Photo: Dhiraj Singh/Bloomberg via Getty Images


Profiteering as the Public Good

The failures of India’s vaccination drive are reflective of the country’s overall pandemic response, characterized by the government’s strong support of private profiteering. India’s Supreme Court has repeatedly suggested that the central government has the power to speed up the manufacturing of oxygen and other essentials by investing public funds, which Indian cities like Madurai and states like Kerala have done successfully. But not only did the central government do nothing to increase its critically low oxygen capacity, it also allowed India’s industrial oxygen exports to rise by over 700 percent over the course of the pandemic instead of redirecting oxygen production to medical needs. Unsurprisingly, the stock of oxygen corporations like Linde India shot up even as countless people gasped to death.

“The government of India has withdrawn from the central social responsibility of an enlightened welfare state,” Ramakumar told me. “It has also opened the floodgates for a vulgar form of predatory capitalism to take over the stage amid the raging human tragedy.”

Poonawalla has claimed that “even God” couldn’t have foreseen the gravity of the crisis, but India’s pandemic disaster was long foretold.
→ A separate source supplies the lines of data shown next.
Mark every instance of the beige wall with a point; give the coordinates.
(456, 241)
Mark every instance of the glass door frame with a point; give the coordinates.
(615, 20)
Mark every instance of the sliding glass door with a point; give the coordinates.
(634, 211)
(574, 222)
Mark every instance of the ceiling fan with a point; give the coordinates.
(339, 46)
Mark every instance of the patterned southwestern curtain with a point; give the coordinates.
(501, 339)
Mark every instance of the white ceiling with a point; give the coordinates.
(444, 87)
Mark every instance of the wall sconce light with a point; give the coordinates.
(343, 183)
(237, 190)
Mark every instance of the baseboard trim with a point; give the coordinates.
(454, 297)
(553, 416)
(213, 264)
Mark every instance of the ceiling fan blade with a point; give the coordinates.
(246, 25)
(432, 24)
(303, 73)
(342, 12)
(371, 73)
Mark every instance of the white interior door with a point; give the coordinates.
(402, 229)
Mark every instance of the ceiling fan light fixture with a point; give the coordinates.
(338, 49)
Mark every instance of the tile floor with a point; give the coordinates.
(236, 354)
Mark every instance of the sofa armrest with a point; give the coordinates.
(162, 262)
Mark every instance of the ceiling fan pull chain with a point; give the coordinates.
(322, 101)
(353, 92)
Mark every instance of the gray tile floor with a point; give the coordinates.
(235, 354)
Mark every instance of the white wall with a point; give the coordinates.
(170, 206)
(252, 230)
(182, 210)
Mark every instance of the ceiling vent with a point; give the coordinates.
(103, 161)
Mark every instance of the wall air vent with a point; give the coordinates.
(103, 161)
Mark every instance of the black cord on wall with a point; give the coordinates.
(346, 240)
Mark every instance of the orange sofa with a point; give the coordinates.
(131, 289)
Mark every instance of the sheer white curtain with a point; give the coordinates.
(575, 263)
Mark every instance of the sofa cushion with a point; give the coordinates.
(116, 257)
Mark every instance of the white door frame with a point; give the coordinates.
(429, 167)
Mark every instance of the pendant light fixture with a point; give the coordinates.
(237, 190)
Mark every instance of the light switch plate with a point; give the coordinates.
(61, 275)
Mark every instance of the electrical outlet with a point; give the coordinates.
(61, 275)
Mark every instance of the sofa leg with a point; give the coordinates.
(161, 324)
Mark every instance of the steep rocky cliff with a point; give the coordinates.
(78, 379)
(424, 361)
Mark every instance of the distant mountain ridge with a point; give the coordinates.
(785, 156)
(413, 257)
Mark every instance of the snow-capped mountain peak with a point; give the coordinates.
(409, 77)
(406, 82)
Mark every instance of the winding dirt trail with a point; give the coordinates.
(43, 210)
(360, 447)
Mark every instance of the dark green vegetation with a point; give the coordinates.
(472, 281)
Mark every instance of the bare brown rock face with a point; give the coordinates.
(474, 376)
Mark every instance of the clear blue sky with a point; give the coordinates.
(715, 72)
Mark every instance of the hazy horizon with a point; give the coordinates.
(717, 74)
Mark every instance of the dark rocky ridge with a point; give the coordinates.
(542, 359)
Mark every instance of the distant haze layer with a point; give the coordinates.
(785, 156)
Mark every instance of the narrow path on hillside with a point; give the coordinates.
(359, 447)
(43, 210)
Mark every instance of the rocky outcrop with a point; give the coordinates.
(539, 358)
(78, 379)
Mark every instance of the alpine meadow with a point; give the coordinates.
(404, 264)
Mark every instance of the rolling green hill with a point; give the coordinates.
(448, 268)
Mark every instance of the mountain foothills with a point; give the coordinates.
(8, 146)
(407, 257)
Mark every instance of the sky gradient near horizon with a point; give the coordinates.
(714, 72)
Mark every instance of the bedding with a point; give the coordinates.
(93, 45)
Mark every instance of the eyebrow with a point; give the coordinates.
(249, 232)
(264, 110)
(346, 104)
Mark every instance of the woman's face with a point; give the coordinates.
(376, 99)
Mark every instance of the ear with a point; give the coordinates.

Things did not have to play out this way. India could have had medical supplies, PPE, testing kits, and vaccines ready if public health dictated production and distribution, rather than profits. Wherever vaccines have been administered on a mass scale, it has happened because at key moments of reckoning, public health advocates challenged the profit motive. But in India, profiteering itself masquerades as the public good.

In India, 38 new billionaires were minted in the past year, while the combined wealth of the country’s 140 billionaires went up by 90.4 percent.

Pandemics often exacerbate preexisting sociopolitical dynamics, argues Nivedita Saksena, a fellow at the Harvard School of Public Health. India’s current situation is no exception. With a public health system that has been starved of funds for decades, and no viable alternative to for-profit health care, India’s Covid-19 pandemic was bound to become an opportunity for profiteering.

India’s big businesses have even managed to use aid from abroad to make money — which is why private hospitals sold airlifted oxygen cylinders to desperate patients, why vaccine raw materials from the U.S. are being used for disaster profiteering, and why a global patent waiver will likely strengthen the power of Indian Big Pharma.

To win a world where human life is truly valued above profit, we must realize that the small handful of very wealthy people who stand in the way of the public good are dispersed across the world — as much in Pune as in New York City. Their numbers are growing, as is their power within their home countries. In India alone, 38 new billionaires were minted in the past year, while the combined wealth of the country’s 140 billionaires went up by 90.4 percent. During the pandemic, Poonawalla’s net worth rose by 85 percent in five months, as tens of millions of Indians descended into poverty. This is not a coincidence, as P. Sainath writes, in “a year when hundreds of millions of Indians were hungrier than they’d been in decades.”

“A wealth ‘surge’ usually rides on a misery surge,” Sainath says. The swelling wallets of India’s health care elites are directly linked to the bodies in the streets. Until we eliminate the profitability of misery, India’s nightmare has no end in sight.